Abstract
Introduction:
The prevalence of total hip (THA) and knee arthroplasty (TKA) is growing dramatically, with more than 1 million procedures performed annually in the United States. As the cost of and demand for the newest orthopaedic implants continue to rise, the price paid to medical device companies for implants is a growing concern. Some high-volume healthcare institutions have adopted price capitation strategies to control costs, in which a flat purchase price is negotiated for all implant line items regardless of technology and material. The purpose of this study was to evaluate whether the implementation of price capitation in a large health system affected trends in THA and TKA premium implant selection by surgeons. A secondary objective was to compare selection trends between surgeons with an academic center affiliation and community practice surgeons, within a single health system.
Methods:
All consecutive primary THA and TKA cases six months before (1/1/2011–6/30/2011) and after (8/1/2011–1/31/2012) implementation of a capitated pricing strategy (7/1/2011) were identified. Surgeon education regarding the new pricing policy was conducted for 1-month following implementation, and data during this time were omitted from the study. After exclusions (Figure 1), a total of 481 THA and 674 TKA from the large hospital, and 253 THA and 315 TKA from the two community hospitals comprised the final study cohort. A retrospective review of patient demographics and implant characteristics for each case was performed. Premium THA implants were defined by the existence of one of the following bearing surfaces: second (2G) or third generation (3G) highly cross-linked polyethylene liner with a ceramic or oxidized-zirconium femoral head, ceramic liner with a ceramic femoral head, or mobile-bearing system.
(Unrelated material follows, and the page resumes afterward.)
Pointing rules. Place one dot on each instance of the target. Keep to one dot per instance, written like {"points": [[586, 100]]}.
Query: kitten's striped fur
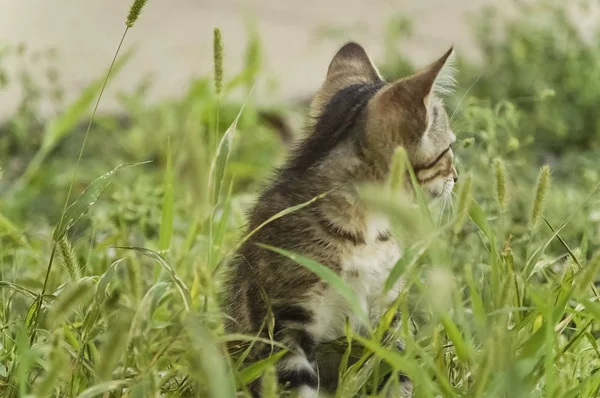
{"points": [[359, 120]]}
Premium TKA implants were defined by the existence of at least one of the following criterion: mobile-bearing design, high-flexion design, oxidized-zirconium femoral component, and/or highly cross-linked polyethylene bearing surface. Pearson's chi-square analyses and Fisher's exact test were used to compare implant usage between pre- and post-capitated pricing time periods.
Results:
Surgeons with an academic center affiliation increased premium THA implant usage from 65.77% to 70.27% (p = 0.29), while surgeons at the community hospitals selected fewer premium implants (36.36%) and did not change their practice (p = 0.80) (Figure 2). TKA implant usage with one or more premium criteria increased from 73.37% to 89.54% (p < 0.001) for surgeons with an academic affiliation (Figure 3). Premium TKA implants (particularly mobile-bearing) were used at greater rates by our community hospital surgeons before and after price capitation, with all TKA implants having at least one premium criteria. While there was a significant increase in the use of high-flexion knee systems by community hospital surgeons (p = 0.03) following price capitation, there was an unexpected decrease in use of highly cross-linked polyethylene (p = 0.03).
Conclusions:
These results highlight the effect of price capitation on implant selection by academically affiliated and community practice surgeons. There was a clear trend towards premium implant usage in TKA with price capitation, particularly for surgeons with an academic practice. No differences were detected in premium THA implant selection for either group of surgeons.